This invention relates generally to valve seals and more particularly to a seal construction suitable for use in a valve or the like which is subjected to elevated service temperatures and vibration.
The valve seal of the present invention finds particular utility in conjunction with valves which are subjected to vibration and high temperatures. In use such valves, for example, may be used to control the direction of flow of the exhaust gases from diesel-powered engines of the type commonly used to power gas pumping stations and compressor stations. In use, these large, reciprocating engines emit a high temperature exhaust gas and, likewise, transmit a relatively high vibration level to the downstream, exhaust duct work. In light of ongoing activities to further conserve energy, many industrial users of such equipment have taken steps to install heat recovery units in an effort to capture some of the waste heat carried off by the exhaust gases emitting therefrom. In such installations which utilize such heat recovery systems, it is desirable to divert some or all of the exhaust gases emanating from the engine to the heat recovery system by way of appropriate valves in the exhaust duct work. The valve system diverts a portion of the exhaust gases to the heat recovery system or to the exhaust muffler system. In the event the heat recovery system requires maintenance due to breakdown or the like, the valve system is completely closed in order to isolate the heat recovery system from the hot exhaust gases so as to provide a safe environment for the workers performing the maintenance thereon.
Due to the high temperatures and relatively high operating vibrational levels encountered in the exhaust duct work of these engines, it has heretofore been common practice to employ large and expensive valves to control the exhaust gases. These known valves may be of a wide variety of constructions and designs, such as a butterfly valve or a gate valve which employs a heavy sliding metal blade which makes metal to metal contact with the valve seat in order to minimize gas leakage in the closed position. In other words, these commonly used valves do not employ gaskets or other attached sealing strips but rely solely upon the metal to metal contact between the blade and valve seat to achieve a seal.
Such a gasket or sealing strips when used in such an environment must be capable of withstanding vibration and high temperatures and have a high degree of resiliency.
It is generally known in the art of constructing packing or sealing strips to provide a sealing member having a core which contains a soft or resilient material so as to maintain sealing engagement between the mating surfaces to be sealed and which will maintain its resilience under pressure or prevent permanent deformation of the core. For example, U.S. Pat. No. 2,144,082 discloses a composite core of both soft and firm rubber for sealing an automobile door.
When encountering higher service temperatures, the desirability of employing materials which will retain their mechanical properties, such as tensile strength and resiliency at elevated service temperatures. has also been recognized. For example, U.S. Pat. No. 2,882,082 discloses a fire resistant gasket constructed of strips of knitted metal mesh fabric and metal foil suitable for use in the fire walls of jet engine aircraft.

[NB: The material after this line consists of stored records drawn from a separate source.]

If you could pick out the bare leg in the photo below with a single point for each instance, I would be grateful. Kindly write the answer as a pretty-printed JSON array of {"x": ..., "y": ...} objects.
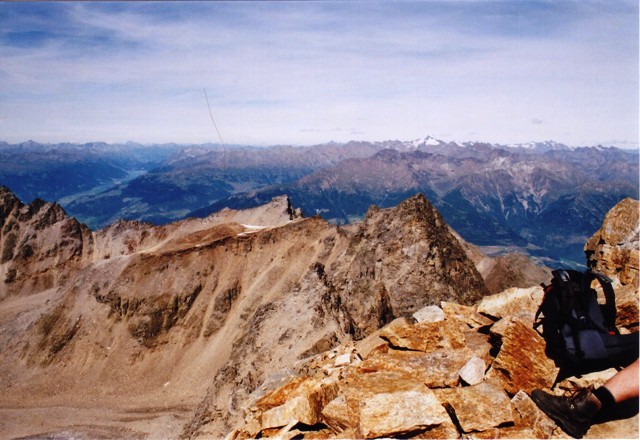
[{"x": 624, "y": 385}]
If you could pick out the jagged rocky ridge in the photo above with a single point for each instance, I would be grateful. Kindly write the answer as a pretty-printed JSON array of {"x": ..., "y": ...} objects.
[
  {"x": 167, "y": 331},
  {"x": 188, "y": 318},
  {"x": 452, "y": 371}
]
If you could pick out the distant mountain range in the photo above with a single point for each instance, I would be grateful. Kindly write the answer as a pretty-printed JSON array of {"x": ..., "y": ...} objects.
[{"x": 543, "y": 198}]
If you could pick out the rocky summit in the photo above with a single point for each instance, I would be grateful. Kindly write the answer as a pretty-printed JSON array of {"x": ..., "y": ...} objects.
[
  {"x": 261, "y": 322},
  {"x": 450, "y": 371}
]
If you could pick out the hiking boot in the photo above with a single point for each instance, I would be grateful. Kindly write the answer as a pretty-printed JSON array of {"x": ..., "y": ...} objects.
[{"x": 573, "y": 414}]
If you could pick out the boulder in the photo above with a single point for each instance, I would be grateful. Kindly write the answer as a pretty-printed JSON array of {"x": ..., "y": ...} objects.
[
  {"x": 614, "y": 249},
  {"x": 466, "y": 314},
  {"x": 429, "y": 314},
  {"x": 304, "y": 402},
  {"x": 472, "y": 372},
  {"x": 480, "y": 407},
  {"x": 514, "y": 302},
  {"x": 395, "y": 414},
  {"x": 427, "y": 336},
  {"x": 522, "y": 363}
]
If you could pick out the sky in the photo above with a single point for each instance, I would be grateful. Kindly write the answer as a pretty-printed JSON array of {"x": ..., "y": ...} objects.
[{"x": 304, "y": 73}]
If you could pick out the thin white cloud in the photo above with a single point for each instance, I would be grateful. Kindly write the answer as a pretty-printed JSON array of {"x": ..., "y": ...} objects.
[{"x": 290, "y": 72}]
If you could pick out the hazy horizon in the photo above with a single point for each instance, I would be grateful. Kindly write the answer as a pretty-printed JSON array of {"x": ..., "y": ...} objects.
[{"x": 305, "y": 73}]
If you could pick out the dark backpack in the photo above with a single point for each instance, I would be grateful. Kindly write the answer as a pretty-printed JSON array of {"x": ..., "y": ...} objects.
[{"x": 576, "y": 328}]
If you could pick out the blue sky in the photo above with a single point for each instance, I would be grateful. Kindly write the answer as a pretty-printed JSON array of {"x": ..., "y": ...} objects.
[{"x": 311, "y": 72}]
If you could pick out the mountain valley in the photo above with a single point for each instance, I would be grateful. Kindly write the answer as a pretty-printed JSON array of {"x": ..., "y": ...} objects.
[{"x": 541, "y": 199}]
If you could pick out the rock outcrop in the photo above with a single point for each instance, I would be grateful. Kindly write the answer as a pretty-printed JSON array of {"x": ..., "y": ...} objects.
[
  {"x": 615, "y": 250},
  {"x": 477, "y": 363},
  {"x": 195, "y": 314},
  {"x": 260, "y": 323}
]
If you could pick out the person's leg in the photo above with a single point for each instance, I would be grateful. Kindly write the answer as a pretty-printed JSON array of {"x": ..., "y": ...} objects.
[
  {"x": 575, "y": 414},
  {"x": 624, "y": 385}
]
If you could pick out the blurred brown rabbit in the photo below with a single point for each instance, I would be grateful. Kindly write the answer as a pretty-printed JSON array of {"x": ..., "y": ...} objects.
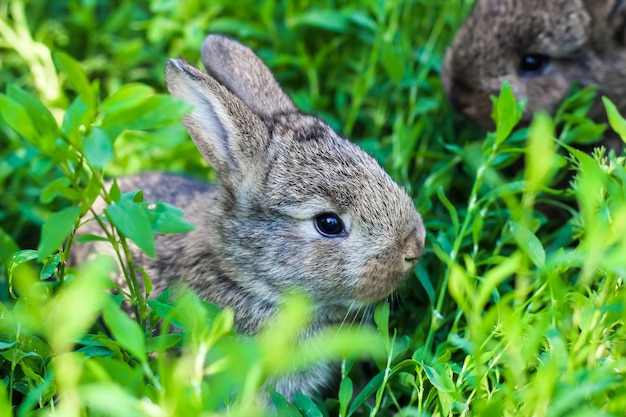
[
  {"x": 295, "y": 207},
  {"x": 541, "y": 47}
]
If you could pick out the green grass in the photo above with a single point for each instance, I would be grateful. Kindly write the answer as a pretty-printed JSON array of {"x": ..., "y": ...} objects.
[{"x": 517, "y": 307}]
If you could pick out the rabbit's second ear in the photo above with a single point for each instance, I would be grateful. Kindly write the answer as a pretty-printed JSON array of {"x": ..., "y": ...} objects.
[
  {"x": 618, "y": 20},
  {"x": 226, "y": 132},
  {"x": 238, "y": 68}
]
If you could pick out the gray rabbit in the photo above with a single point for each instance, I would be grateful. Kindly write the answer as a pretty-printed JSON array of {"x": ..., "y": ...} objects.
[
  {"x": 541, "y": 47},
  {"x": 295, "y": 206}
]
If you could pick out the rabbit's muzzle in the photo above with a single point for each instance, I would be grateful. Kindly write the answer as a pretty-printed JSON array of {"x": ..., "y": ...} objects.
[{"x": 387, "y": 270}]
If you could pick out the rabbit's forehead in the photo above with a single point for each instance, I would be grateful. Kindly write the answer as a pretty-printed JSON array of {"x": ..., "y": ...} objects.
[
  {"x": 500, "y": 32},
  {"x": 313, "y": 171}
]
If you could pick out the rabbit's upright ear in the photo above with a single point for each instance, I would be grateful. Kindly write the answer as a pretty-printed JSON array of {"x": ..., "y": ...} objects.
[
  {"x": 226, "y": 132},
  {"x": 241, "y": 71},
  {"x": 618, "y": 19}
]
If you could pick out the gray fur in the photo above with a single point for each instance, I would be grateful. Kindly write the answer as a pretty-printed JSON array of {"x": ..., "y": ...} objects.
[
  {"x": 278, "y": 169},
  {"x": 585, "y": 39}
]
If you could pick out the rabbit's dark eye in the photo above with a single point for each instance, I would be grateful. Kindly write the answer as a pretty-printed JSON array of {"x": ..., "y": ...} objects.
[
  {"x": 329, "y": 225},
  {"x": 533, "y": 64}
]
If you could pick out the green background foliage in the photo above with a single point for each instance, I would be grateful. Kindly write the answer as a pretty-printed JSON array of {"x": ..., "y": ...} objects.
[{"x": 517, "y": 307}]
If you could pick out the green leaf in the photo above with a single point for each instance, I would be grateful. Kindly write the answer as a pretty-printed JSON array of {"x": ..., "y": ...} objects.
[
  {"x": 130, "y": 95},
  {"x": 506, "y": 113},
  {"x": 616, "y": 120},
  {"x": 133, "y": 222},
  {"x": 20, "y": 257},
  {"x": 7, "y": 245},
  {"x": 393, "y": 64},
  {"x": 60, "y": 186},
  {"x": 540, "y": 152},
  {"x": 126, "y": 331},
  {"x": 73, "y": 118},
  {"x": 367, "y": 391},
  {"x": 323, "y": 19},
  {"x": 77, "y": 78},
  {"x": 529, "y": 243},
  {"x": 17, "y": 118},
  {"x": 439, "y": 377},
  {"x": 307, "y": 406},
  {"x": 152, "y": 113},
  {"x": 55, "y": 230},
  {"x": 98, "y": 148},
  {"x": 43, "y": 120},
  {"x": 345, "y": 394},
  {"x": 49, "y": 266},
  {"x": 166, "y": 218}
]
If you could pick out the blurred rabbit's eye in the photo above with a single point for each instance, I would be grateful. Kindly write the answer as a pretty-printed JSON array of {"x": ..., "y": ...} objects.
[
  {"x": 533, "y": 64},
  {"x": 329, "y": 225}
]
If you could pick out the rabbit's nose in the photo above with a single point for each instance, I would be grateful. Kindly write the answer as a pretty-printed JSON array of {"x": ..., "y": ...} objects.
[{"x": 412, "y": 248}]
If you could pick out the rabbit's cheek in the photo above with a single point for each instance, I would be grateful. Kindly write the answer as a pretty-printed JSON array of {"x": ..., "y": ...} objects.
[{"x": 384, "y": 274}]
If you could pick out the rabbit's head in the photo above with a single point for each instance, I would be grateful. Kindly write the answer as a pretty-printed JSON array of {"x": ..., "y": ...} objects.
[
  {"x": 298, "y": 207},
  {"x": 542, "y": 47}
]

Combinations of high temperature materials have also been utilized. In U.S. Pat. No. 3,578,764, a gasket construction for sealing the door of a self-cleaning oven is disclosed having a tubular metal mesh core sheathed by a tubular knit fiberglass fabric which is said to be suitable in temperatures in excess of 900.degree. F.
Of course, the above-mentioned seals are not intended to be subjected to the vibration and abrasion caused by hot exhaust gases and it is doubtful that any of them could function satisfactorily in such an environment for any period of time.
Since a substantial amount of vibration is transmitted to the valve, it is desirable to provide a seal that can withstand that vibration. This is an important requirement since the vibration abrades known sealing material and degrades known seals after a period of time.
In such service conditions it is also desirable to provide a seal which is capable of withstanding high temperatures. In such high temperatures, known seals are subject to degradation. As such a valve seal degrades, it loses its effectiveness and permits substantial leakage through the valve.
It is also desirable that such a seal have a high degree of resiliency, that is, the capability of returning to its original state after compression thereof. When a valve is moved to a closed position and the sealing material is compressed, its sealing effectiveness increases and minimizes the amount of leakage through the valve. When the valve is subjected to a substantial amount of vibration, there is a certain amount of "fluttering" that may occur as a result of the pulsating pressure. When the valve is provided with a seal having a high degree of resiliency, a sealing relationship is maintained between the valve body and the valve blade since the sealing material stays in contact with both of the valve members even though some slight movement may occur therebetween. It should be further understood that this "fluttering" further acts to abrade the sealing material and degrade it as described herein.
In dealing with the high temperatures and high vibration levels encountered in the exhaust duct work of diesel-powered pumps and compressors and the like, the prior art has failed to develop or suggest a seal construction which can successfully withstand this severe service environment without early degradation and failure. It has been found that the seal construction of the present invention exhibits superior sealing characteristics over known high temperature seals without degradation due to abrasion and vibration.